Can we get an answer to this question?

I’ll assume you haven’t thought it through … or am I just being trolled? :pouting_cat:

A simple example for why what you’re saying is terribly incorrect: A phone conversation consumes hardly any bandwidth, but if it the latency (the time for your voice to reach the other party) is more than a second or so, you’ll start cutting each other off because of the delay. Or think about lag in WoW or whatever you kids are playing these days :joy_cat: (acting all wise and mature) I’m afraid SAFE will kinda suck for this; the routing overhead will introduce too much latency.

Opposite to that, if you’re downloading the latest Ubuntu installer with bittorrent, you really don’t care if the blocks are arriving in order, or if there are a few seconds between requesting a list of blocks and when you start receiving them. You only care about the bandwidth because what matters is getting the whole stuff as fast as possible. SAFE is absolutely the best for this.

A third case is when you have a stream like in the case of a phone conversation, but delay isn’t that important. That would be YouTube or Netflix. You need to deliver consecutive pieces of the data in order and at a reasonably constant rate. SAFE would be awesome for this.

What I meant though is that the SAFE network does not work in a way that makes real-time low-delay direct communication possible within the confines of the network itself. In other words: no, they do not have that freedom, unless they reach outside the SAFE network, using it only as a signalling channel.

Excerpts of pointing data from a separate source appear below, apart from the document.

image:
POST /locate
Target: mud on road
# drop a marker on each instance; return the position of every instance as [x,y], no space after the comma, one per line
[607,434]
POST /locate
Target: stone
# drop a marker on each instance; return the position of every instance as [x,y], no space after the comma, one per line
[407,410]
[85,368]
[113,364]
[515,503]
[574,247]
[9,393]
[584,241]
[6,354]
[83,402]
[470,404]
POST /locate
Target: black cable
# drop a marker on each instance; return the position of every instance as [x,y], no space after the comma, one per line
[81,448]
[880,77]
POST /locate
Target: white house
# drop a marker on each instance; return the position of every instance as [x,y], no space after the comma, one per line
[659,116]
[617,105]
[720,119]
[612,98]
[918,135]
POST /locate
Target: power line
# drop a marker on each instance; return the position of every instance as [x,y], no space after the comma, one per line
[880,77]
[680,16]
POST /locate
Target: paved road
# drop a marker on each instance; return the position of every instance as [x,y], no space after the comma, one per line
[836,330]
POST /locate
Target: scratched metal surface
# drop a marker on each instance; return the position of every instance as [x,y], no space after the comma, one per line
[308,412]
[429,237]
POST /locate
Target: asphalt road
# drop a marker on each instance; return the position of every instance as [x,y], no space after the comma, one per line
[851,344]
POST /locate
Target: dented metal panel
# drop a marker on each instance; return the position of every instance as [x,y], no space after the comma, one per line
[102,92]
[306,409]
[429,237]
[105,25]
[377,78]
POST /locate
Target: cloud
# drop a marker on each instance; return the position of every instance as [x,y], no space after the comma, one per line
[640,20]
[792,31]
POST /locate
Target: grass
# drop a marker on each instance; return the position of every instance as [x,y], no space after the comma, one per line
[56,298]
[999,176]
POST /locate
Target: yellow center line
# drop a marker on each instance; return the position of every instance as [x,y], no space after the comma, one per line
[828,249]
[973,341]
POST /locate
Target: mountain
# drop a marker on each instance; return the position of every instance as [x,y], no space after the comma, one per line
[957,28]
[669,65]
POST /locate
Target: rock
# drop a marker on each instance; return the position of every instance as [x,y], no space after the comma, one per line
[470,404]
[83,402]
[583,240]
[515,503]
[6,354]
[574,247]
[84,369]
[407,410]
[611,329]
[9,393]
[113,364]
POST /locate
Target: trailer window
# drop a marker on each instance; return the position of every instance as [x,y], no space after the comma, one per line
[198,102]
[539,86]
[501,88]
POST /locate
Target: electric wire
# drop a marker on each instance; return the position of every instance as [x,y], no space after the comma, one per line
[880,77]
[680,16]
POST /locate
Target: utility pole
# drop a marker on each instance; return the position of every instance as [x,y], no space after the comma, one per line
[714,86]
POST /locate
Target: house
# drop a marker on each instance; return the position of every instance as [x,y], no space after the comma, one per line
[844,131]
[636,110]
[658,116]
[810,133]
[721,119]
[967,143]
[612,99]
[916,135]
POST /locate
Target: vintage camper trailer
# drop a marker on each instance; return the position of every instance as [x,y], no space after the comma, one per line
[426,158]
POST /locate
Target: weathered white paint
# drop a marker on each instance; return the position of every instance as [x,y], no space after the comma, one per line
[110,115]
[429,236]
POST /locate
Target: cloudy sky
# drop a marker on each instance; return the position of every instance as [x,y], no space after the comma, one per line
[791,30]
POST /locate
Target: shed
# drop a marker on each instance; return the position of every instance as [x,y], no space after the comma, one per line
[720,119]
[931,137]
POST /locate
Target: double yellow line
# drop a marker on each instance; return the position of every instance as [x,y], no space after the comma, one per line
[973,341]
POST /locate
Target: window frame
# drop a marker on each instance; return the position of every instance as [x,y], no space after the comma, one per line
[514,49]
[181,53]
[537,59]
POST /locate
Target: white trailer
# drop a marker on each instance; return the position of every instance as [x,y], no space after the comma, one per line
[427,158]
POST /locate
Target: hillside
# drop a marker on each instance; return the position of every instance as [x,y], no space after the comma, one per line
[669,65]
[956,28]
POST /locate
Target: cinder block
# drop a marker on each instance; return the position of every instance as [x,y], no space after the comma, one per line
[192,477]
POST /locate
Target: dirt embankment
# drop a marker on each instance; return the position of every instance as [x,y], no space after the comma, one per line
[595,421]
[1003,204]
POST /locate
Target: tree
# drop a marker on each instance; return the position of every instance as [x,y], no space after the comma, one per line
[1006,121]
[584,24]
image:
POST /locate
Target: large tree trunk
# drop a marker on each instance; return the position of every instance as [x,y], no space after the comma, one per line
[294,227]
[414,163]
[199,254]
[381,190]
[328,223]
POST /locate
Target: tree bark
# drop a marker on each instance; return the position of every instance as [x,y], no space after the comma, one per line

Incorrect. It may be irrelevant for secrecy, but it is crucial for anonymity.


In short:

  • Fast: No, you can’t confuse latency with bandwidth because you can have both, either, or none, and it will determine the kinds of applications you can enjoy.
  • Security: Privacy, anonymity, encryption, etc: they are all very different things, so just because they’re somewhat related, you still can’t substitute one for the other.